The ongoing Asia Pacific Bureau Drama Schools’ Meet 2011 at the National School of Drama has participants from China, Hong Kong, Shanghai, India, Iran, New Zealand, the Phillipines, Singapore, Taiwan and Thailand. The conclave began Jan 3 and will end Jan 8.
The Asia Pacific Bureau of Drama Schools is a regional offshoot of Unesco’s chair of the International Theatre Institute located in Shanghai. It facilitates academic mobility between drama schools in the region to foster better regional understanding of cultures to identify linkages and build a shared heritage.
Martial arts as a body language is a point of commonality in Asia-Pacific theatrical heritage.
While India boasts of genres like Kalarippayattu (martial dance from Kerala), Ghatak, Pari-khanda (sword fights), Lathibaji (stick fighting) and Thang ta (sword fight from Manipur), the far eastern stage performances use stylised elements from the ancient Chinese martial forms of Kung Fu, Wushu, Taiji Quan and Tai Chi.
“Martial arts is part of body training that is important for an actor from any region of the world. We are looking at different methods of body training at the meet. Our students have to learn genres like Kalarippayattu and lathibaji as part of their physical language training,” National School of Drama director Anuradha Kapoor told IANS.
Asia Pacific Bureau (APB) festival coordinator Gargi Bharadwaj said: “Asian theatre is characterised by common features in performance traditions with links to common grounds in mythological texts, stories and allied narrative traditions. There is a sharing in different versions of one mythological text - which are being interpreted in the context of respective traditions, cultures and politics.”
Citing an example, she said on Jan 3, “a students’ troupe from the New Zealand drama school performed a play based on six principles of the Indian fable ‘Panchatantra’, combining nuances from the traditional aboriginal Maori theatre and contemporary drama to raise questions about their identity, politics and inter-personal relationships”.
Malavika Rao, an NSD student associated with the APB meet, said: “Any kind of theatre should represent the current aspirations and dilemmas of society and investigate formats or ways in which they build bridges between diverse issues and cultures.”
According to Bharadwaj, the Asia-Pacific Bureau of Drama Schools is a post-colonial initiative to open a dialogue between cultures on the western coast of the Pacific Ocean.
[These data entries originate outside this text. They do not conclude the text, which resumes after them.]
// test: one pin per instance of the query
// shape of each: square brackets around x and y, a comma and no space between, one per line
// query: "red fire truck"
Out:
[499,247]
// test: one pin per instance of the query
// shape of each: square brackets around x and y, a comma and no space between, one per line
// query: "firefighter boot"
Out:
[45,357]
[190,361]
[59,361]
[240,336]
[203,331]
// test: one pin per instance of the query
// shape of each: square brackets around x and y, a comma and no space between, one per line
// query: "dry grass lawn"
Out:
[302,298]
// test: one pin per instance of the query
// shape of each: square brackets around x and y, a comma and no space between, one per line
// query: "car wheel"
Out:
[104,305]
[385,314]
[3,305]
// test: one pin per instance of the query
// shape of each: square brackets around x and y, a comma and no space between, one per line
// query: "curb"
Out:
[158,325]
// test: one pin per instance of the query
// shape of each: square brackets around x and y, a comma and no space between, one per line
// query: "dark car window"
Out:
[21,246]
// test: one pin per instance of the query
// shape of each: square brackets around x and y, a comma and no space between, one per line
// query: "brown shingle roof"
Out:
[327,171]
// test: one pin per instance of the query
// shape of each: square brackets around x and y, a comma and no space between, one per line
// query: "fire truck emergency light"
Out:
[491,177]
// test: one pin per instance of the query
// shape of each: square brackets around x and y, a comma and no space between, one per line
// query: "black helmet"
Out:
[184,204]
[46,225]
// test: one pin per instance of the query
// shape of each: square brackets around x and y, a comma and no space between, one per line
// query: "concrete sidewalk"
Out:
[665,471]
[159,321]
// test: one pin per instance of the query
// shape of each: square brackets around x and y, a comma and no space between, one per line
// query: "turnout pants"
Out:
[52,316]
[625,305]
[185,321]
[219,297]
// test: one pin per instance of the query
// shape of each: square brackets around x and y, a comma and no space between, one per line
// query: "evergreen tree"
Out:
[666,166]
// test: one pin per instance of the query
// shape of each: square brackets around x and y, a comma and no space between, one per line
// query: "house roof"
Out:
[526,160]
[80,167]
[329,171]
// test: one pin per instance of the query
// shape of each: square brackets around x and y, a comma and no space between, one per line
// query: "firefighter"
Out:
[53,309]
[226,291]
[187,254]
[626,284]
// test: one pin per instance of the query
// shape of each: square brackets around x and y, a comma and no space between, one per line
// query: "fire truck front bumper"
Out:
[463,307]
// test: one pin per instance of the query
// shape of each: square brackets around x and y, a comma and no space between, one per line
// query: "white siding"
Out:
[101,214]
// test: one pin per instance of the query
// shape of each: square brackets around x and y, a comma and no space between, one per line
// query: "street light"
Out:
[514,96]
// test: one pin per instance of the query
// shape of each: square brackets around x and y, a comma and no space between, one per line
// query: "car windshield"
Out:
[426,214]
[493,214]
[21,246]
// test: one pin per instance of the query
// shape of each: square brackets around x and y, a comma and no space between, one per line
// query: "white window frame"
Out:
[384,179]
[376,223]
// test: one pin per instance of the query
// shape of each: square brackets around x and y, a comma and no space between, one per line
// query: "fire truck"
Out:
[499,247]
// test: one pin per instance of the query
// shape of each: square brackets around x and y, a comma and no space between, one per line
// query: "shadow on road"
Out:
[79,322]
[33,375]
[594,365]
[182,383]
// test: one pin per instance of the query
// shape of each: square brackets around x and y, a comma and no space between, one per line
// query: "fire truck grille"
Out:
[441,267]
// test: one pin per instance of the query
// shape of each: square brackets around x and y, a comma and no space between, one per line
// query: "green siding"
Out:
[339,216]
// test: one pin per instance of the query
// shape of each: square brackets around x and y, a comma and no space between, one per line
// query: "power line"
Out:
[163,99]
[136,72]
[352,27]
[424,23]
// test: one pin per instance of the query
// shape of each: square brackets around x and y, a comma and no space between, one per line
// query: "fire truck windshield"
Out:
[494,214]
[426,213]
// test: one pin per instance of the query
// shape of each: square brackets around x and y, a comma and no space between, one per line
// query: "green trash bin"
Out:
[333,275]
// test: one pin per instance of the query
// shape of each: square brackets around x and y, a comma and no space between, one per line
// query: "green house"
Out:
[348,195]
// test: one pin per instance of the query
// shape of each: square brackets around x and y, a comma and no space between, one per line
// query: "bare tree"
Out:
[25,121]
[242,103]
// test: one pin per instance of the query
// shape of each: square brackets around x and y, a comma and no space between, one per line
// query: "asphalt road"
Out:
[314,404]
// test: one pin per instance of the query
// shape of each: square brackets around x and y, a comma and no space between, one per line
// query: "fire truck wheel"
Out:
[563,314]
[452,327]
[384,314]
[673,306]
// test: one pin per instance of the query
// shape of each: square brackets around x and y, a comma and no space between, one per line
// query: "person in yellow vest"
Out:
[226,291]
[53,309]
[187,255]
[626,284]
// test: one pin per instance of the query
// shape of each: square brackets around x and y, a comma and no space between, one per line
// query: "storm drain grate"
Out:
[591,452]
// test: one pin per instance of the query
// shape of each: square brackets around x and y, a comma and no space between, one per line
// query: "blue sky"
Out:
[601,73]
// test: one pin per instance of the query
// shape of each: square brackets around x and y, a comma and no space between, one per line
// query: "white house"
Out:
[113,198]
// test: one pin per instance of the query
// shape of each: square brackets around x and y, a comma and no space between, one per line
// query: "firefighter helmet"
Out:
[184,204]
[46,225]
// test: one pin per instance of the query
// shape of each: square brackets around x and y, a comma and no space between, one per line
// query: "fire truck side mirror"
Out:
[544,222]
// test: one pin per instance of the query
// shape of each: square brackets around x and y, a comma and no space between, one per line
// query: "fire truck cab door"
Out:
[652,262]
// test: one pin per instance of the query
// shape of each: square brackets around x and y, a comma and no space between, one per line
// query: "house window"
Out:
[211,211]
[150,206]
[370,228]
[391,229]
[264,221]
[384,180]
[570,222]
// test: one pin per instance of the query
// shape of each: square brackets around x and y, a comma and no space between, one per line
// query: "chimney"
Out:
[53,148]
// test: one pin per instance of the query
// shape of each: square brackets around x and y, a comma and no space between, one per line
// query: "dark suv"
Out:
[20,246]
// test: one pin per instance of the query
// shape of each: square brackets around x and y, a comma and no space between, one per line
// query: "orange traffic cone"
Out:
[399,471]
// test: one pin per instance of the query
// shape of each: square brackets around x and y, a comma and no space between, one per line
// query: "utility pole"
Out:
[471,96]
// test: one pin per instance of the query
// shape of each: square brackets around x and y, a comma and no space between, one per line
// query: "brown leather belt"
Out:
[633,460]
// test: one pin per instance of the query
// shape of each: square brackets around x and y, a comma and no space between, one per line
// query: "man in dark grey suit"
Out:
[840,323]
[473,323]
It focuses on 17 countries and provides a platform to Southasian stage whose concerns have long been overlooked.
The bureau was set up in 2006 in Manila, Philippines, at the fourth World Conference of Theatre School Directors and the World Conference of Unesco’s International Theatre Institute.
For Vidyanidhee Prasad, a delegate from the Flame School of Performing Arts in Pune, “the meet is a revelation bringing to light rich heritage of both Indian and Chinese theatres, which is a common point”.
But the conclave is also serving to highlight the differences in approach to theatres in the two countries.
“The most interesting thing about Chinese theatre is the duration of training and discipline. Chinese actors train for nearly 10 years on an average before they are allowed to become professionals. In India, parents discourage children to work in theatre for a living because it is still not professional,” Prasad said.
“Our children rather spend their time in isolation over computers. Theatre has to be included in education because we do not value arts in our education system,” Prasad added.
Jeffrey Sichel, the US ambassador of Unesco’s chair of International Theatre Institute, says: “The stage, unlike cinema and television, is a space for imagination. It allows us to elevate performances. And countries like China and India with centuries of cultural legacies can help establish global cultural connections by looking at real situations in life and bringing theatre to help marginalised groups.
“My advocacy is more education and more awareness in theatre so that it becomes a device of interaction - a dialogue,” he said.